Around IT in 256 seconds

The Missing README: A Guide for the New Software Engineer book review

October 27, 2021 | 12 Minute Read

I recently read The Missing README: A Guide for the New Software Engineer by Chris Riccomini and Dmitriy Ryaboy. I’m something of a Junior myself, so I decided to give it a try. This book is packed with good advice for developers starting their career and thinking seriously about it. Every chapter is full of exemplary behaviours and practices. Authors have some great experience which they share with engineers.

This book is actually quite deep and I learned a bit from it as well. Despite 15+ years in the industry. If you are just beginning, it’s definitely a book for you. No matter which language or technology you chose. The book is applicable to every platform. Also, every sentence counts. Even for a brief moment, it didn’t feel bloated.

So instead of an ordinary review, I’ll share a few highlights. These are quotes that I found especially interesting, with my comments. Long story short, I wish this book had existed when I started. Highly recommended!

Chapter 1: The Journey Ahead

You create value by solving problems with code

Probably the best explanation of what software engineering really means. Notice the order:

  1. value
  2. solving problems
  3. code

Make sure your manager adds you to team and company meetings

Sounds obvious. But how many times I missed a meeting only because I was a new team member and calendar meetings didn’t propagate?

Remind your manager to schedule a one-on-one meeting if they conduct them

These days I’m a manager and I make sure to have a 1:1 meetings once every 2-3 months on average. I have a simple spreadsheet with conditional formatting. People who had their 1:1 longest time ago are marked red. Simple and effective.

Chapter 2: Getting to Conscious Competence

Set the limit before you start your research to encourage discipline and prevent diminishing returns

It’s easy to get very deep into the rabbit hole. Set yourself a deadline for research or making proofs-of-concept. Extend that timeframe only if you make significant progress.

Chapter 3: Working with Code

Breaking encapsulation increases the surface area of behaviour you have to guarantee across the lifetime of the project.

Java has sealed types and I also use ArchUnit where it’s not enough.
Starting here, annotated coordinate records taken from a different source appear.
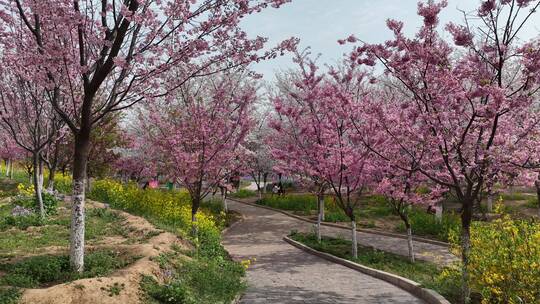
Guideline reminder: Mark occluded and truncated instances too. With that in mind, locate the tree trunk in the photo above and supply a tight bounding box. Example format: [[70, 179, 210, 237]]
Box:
[[351, 219, 358, 259], [6, 159, 13, 178], [435, 202, 443, 223], [69, 133, 90, 272], [534, 177, 540, 216], [405, 221, 414, 263], [315, 194, 324, 243], [221, 189, 229, 213], [191, 196, 201, 241], [47, 166, 56, 191], [461, 200, 473, 304], [32, 153, 45, 219], [319, 194, 325, 222], [263, 173, 268, 194]]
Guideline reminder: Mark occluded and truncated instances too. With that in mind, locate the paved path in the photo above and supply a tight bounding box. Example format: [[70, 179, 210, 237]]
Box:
[[223, 202, 423, 304]]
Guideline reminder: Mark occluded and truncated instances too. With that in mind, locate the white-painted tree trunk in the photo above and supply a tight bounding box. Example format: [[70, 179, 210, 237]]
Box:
[[488, 193, 493, 213], [351, 221, 358, 258], [407, 226, 414, 263], [315, 197, 323, 243], [319, 196, 324, 221], [191, 213, 199, 244], [69, 179, 86, 273], [435, 202, 443, 223], [33, 154, 45, 218], [221, 191, 229, 213], [6, 159, 11, 177]]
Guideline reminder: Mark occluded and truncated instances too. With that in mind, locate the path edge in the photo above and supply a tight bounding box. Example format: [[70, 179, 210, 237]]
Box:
[[227, 198, 450, 247], [283, 236, 451, 304], [221, 203, 247, 304]]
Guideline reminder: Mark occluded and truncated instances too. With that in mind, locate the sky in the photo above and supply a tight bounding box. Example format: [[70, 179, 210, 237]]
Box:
[[242, 0, 540, 81]]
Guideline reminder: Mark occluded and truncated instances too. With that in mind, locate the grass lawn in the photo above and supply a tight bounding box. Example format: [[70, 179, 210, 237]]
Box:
[[290, 233, 460, 303], [257, 194, 459, 241], [0, 201, 127, 261], [0, 250, 139, 288]]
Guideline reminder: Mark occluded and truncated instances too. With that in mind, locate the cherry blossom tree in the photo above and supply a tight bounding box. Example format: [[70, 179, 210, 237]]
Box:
[[0, 132, 25, 177], [0, 70, 63, 218], [0, 0, 296, 272], [139, 72, 256, 236], [272, 54, 375, 257], [341, 0, 540, 302], [245, 111, 274, 198]]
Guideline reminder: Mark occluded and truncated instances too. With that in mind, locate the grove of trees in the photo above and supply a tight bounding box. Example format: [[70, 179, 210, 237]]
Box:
[[0, 0, 540, 303]]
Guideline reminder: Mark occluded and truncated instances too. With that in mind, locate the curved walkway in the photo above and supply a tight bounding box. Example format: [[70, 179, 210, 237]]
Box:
[[223, 202, 423, 304]]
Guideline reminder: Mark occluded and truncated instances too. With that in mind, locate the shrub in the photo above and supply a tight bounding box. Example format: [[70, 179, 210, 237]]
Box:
[[525, 195, 538, 208], [324, 211, 350, 223], [501, 193, 529, 201], [54, 173, 73, 194], [90, 180, 244, 304], [0, 287, 21, 304], [141, 276, 196, 304], [229, 189, 257, 198], [0, 251, 137, 288], [396, 208, 460, 242], [0, 214, 45, 230], [14, 184, 58, 215], [257, 194, 317, 213], [89, 179, 222, 236], [451, 211, 540, 303], [40, 192, 58, 215]]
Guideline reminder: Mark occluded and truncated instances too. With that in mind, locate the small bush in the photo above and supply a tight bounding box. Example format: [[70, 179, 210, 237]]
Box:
[[40, 192, 58, 215], [324, 211, 350, 223], [396, 209, 460, 242], [257, 194, 317, 214], [14, 184, 58, 215], [501, 193, 529, 201], [229, 189, 257, 198], [0, 214, 45, 230], [0, 287, 21, 304], [0, 251, 137, 288], [54, 173, 73, 194], [525, 196, 538, 208], [141, 276, 197, 304], [451, 211, 540, 304]]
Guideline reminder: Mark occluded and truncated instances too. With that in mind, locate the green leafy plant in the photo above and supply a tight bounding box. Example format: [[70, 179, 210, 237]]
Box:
[[396, 208, 460, 242], [101, 282, 126, 297], [229, 189, 257, 198], [0, 251, 138, 288], [0, 287, 21, 304]]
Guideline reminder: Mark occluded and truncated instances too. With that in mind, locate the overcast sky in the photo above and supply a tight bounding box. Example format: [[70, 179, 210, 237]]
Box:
[[242, 0, 540, 80]]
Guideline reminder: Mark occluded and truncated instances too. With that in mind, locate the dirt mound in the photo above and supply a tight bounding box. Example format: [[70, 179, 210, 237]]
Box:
[[20, 202, 190, 304]]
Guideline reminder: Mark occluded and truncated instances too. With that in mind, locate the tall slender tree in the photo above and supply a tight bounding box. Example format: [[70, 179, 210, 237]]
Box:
[[341, 0, 540, 303], [0, 0, 295, 272]]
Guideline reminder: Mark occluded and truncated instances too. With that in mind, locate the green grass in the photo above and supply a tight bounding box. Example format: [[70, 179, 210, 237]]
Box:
[[229, 189, 257, 198], [0, 178, 18, 198], [396, 208, 460, 242], [257, 194, 317, 214], [0, 205, 127, 256], [501, 192, 530, 201], [92, 181, 244, 303], [525, 195, 538, 208], [0, 287, 21, 304], [0, 250, 139, 288], [290, 233, 460, 303], [141, 248, 245, 304]]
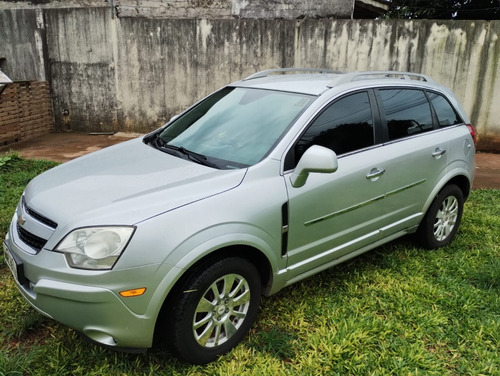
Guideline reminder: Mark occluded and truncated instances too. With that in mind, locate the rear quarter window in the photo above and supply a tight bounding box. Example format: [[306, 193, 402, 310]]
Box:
[[427, 92, 463, 128]]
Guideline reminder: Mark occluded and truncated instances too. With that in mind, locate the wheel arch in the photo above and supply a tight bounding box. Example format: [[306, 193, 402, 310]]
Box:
[[154, 245, 273, 344]]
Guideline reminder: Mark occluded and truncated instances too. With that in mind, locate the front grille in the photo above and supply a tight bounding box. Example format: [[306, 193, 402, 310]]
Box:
[[17, 224, 47, 251], [23, 197, 57, 229]]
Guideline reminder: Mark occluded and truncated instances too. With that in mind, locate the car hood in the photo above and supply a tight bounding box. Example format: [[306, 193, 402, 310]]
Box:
[[25, 139, 246, 226]]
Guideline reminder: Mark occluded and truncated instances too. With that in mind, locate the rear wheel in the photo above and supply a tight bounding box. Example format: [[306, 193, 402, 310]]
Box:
[[417, 184, 464, 249], [167, 258, 261, 364]]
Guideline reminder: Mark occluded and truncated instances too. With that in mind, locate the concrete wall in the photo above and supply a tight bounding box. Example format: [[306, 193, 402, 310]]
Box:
[[0, 6, 500, 150], [0, 81, 53, 146], [0, 0, 354, 19]]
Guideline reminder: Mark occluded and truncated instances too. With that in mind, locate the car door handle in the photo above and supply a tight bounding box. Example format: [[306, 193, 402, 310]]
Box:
[[432, 148, 446, 159], [366, 168, 385, 179]]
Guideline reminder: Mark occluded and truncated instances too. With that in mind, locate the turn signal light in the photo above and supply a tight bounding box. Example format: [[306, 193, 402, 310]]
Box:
[[120, 287, 146, 298]]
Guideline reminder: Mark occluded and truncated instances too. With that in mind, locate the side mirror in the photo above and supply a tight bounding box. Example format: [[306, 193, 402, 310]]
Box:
[[290, 145, 339, 188]]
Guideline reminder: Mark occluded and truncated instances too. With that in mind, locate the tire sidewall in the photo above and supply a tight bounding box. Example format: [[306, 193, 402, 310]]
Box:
[[417, 184, 464, 249], [167, 258, 261, 364]]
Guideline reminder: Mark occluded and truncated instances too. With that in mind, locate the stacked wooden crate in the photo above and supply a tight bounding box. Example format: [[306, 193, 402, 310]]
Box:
[[0, 81, 54, 145]]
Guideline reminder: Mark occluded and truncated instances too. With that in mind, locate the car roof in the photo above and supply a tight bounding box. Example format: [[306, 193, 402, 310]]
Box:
[[231, 68, 438, 95]]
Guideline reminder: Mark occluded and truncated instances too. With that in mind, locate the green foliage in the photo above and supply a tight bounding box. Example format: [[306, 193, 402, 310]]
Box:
[[0, 158, 500, 376], [383, 0, 500, 20]]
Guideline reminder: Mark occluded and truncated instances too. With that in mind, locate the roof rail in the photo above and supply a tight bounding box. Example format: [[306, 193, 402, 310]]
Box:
[[243, 68, 344, 81], [328, 71, 436, 87]]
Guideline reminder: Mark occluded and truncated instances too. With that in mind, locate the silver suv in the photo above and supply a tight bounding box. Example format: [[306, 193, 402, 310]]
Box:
[[4, 69, 475, 364]]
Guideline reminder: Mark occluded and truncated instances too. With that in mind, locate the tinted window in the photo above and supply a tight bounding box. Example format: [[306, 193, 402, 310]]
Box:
[[379, 89, 433, 140], [295, 92, 374, 162], [427, 92, 463, 128]]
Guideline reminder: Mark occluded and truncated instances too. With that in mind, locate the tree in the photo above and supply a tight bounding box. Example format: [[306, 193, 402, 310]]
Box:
[[383, 0, 500, 20]]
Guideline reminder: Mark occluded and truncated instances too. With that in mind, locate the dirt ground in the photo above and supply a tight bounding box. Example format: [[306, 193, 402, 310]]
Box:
[[0, 133, 500, 189]]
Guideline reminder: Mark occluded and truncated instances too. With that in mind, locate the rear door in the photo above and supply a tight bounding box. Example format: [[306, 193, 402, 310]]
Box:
[[375, 88, 449, 236]]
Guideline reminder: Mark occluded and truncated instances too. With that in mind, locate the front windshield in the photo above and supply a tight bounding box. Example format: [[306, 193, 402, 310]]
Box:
[[159, 87, 314, 169]]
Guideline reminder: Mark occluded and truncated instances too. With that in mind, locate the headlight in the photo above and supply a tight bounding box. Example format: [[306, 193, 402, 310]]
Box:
[[54, 226, 135, 270]]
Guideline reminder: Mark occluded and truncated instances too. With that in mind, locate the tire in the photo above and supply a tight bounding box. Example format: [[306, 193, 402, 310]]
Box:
[[417, 184, 464, 249], [165, 257, 262, 364]]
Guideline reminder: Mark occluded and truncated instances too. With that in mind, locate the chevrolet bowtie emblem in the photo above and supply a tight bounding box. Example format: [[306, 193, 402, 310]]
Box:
[[17, 215, 26, 226]]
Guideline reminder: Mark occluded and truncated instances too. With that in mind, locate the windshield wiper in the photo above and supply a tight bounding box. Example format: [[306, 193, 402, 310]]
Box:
[[155, 142, 219, 168]]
Also, design your modules and dependencies carefully.

Use boring technology when possible. Don’t ignore convention, even if you disagree with it, and avoid forking code.

Yes! I did a presentation some time ago where I claim the best code is… boring. It’s not about testability, low-coupling, SOLID. Make it boring. So easy to read that you don’t even think about it.

Failure modes of boring technology are well understood

Everyone understands timeouts with rich stack traces in blocking Java code. Timeout in a complex reactive application or actor system may lead to hours of painful investigation. How good you are at troubleshooting new technologies?

Chapter 4: Writing Operable Code

Dmitriy was too lazy to handle inputs properly. Don’t be 20-year-old Dmitriy. He might have sabotaged a cure for cancer with this.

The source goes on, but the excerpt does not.